Treating functions as data lets you assemble logic the same way you combine values. Code is just a series of steps, so you can put those steps in an array and manipulate them with tools like reduce. To warm up, here is a clunky way to add numbers one at a time:
function addNumbersSequentially(n1, n2, n3, n4, n5, n6, n7) {
const step1 = n1 + n2;
const step2 = step1 + n3;
const step3 = step2 + n4;
const step4 = step3 + n5;
const step5 = step4 + n6;
const step6 = step5 + n7;
return step6;
}
// Example usage:
const sumOutput = addNumbersSequentially(1, 2, 3, 4, 5, 6, 7);
Grouping the numbers into an array is cleaner and lets the program decide how many times to run:
function addNumbersSequentially(numbersArray) {
let result = 0;
for (let ii = 0; ii < numbersArray.length; ii++) {
result += numbersArray[ii];
}
return result;
}
Array.reduce already does this work for us, so we can rely on it instead of reimplementing the pattern:
function reduceEquivalent(array, accumulator, initialValue) {
let accumulatedValue = accumulator(initialValue);
for (let ii = 0; ii < array.length; ii++) {
accumulatedValue = accumulator(accumulatedValue, array[ii]);
}
return accumulatedValue;
}
function addNumbersAccumulator(currentTotal, number) {
return currentTotal + number;
}
const result = reduceEquivalent([1, 2, 3, 4, 5, 6, 7], addNumbersAccumulator, 0);
console.log(result); // 28
And using the built-in reduce is even shorter:
function addNumbersSequentially(numbersArray) {
return numbersArray.reduce(addNumbersAccumulator, 0);
}
The same idea works for functions themselves.

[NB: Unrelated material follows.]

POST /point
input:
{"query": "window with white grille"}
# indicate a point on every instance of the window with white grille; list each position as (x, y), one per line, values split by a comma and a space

Here is a verbose, multi-step calculation:
function processNumberDetailed(inputNumber) {
const doubled = inputNumber * 2;
const squared = doubled ** 2;
const subtracted = squared - 15;
const divided = subtracted / 3;
const absolute = Math.abs(divided);
const rounded = Math.round(absolute);
return `The processed result is ${rounded}`;
}
// Example usage:
const output = processNumberDetailed(4);
console.log(output); // "The processed result is 9"
Breaking each step into its own function makes the intent clearer:
function doubleNumber(num) {
return num * 2;
}
function squareNumber(num) {
return num ** 2;
}
function subtractFifteen(num) {
return num - 15;
}
function divideByThree(num) {
return num / 3;
}
function convertToAbsolute(num) {
return Math.abs(num);
}
function roundToNearestWhole(num) {
return Math.round(num);
}
function formatResult(num) {
return `The processed result is ${num}`;
}
With those helpers in place, we can treat the functions themselves as data and reduce over them:
const processingSteps = [
doubleNumber,
squareNumber,
subtractFifteen,
divideByThree,
convertToAbsolute,
roundToNearestWhole,
formatResult,
];
function processNumberWithReduce(inputNumber) {
return processingSteps.reduce((current, step) => step(current), inputNumber);
}
console.log(processNumberWithReduce(4)); // "The processed result is 9"
reduce keeps the accumulated value for you—whether that value is a running total or the output of the previous function. Treating functions as data unlocks simple, composable pipelines without the clutter of intermediate variables.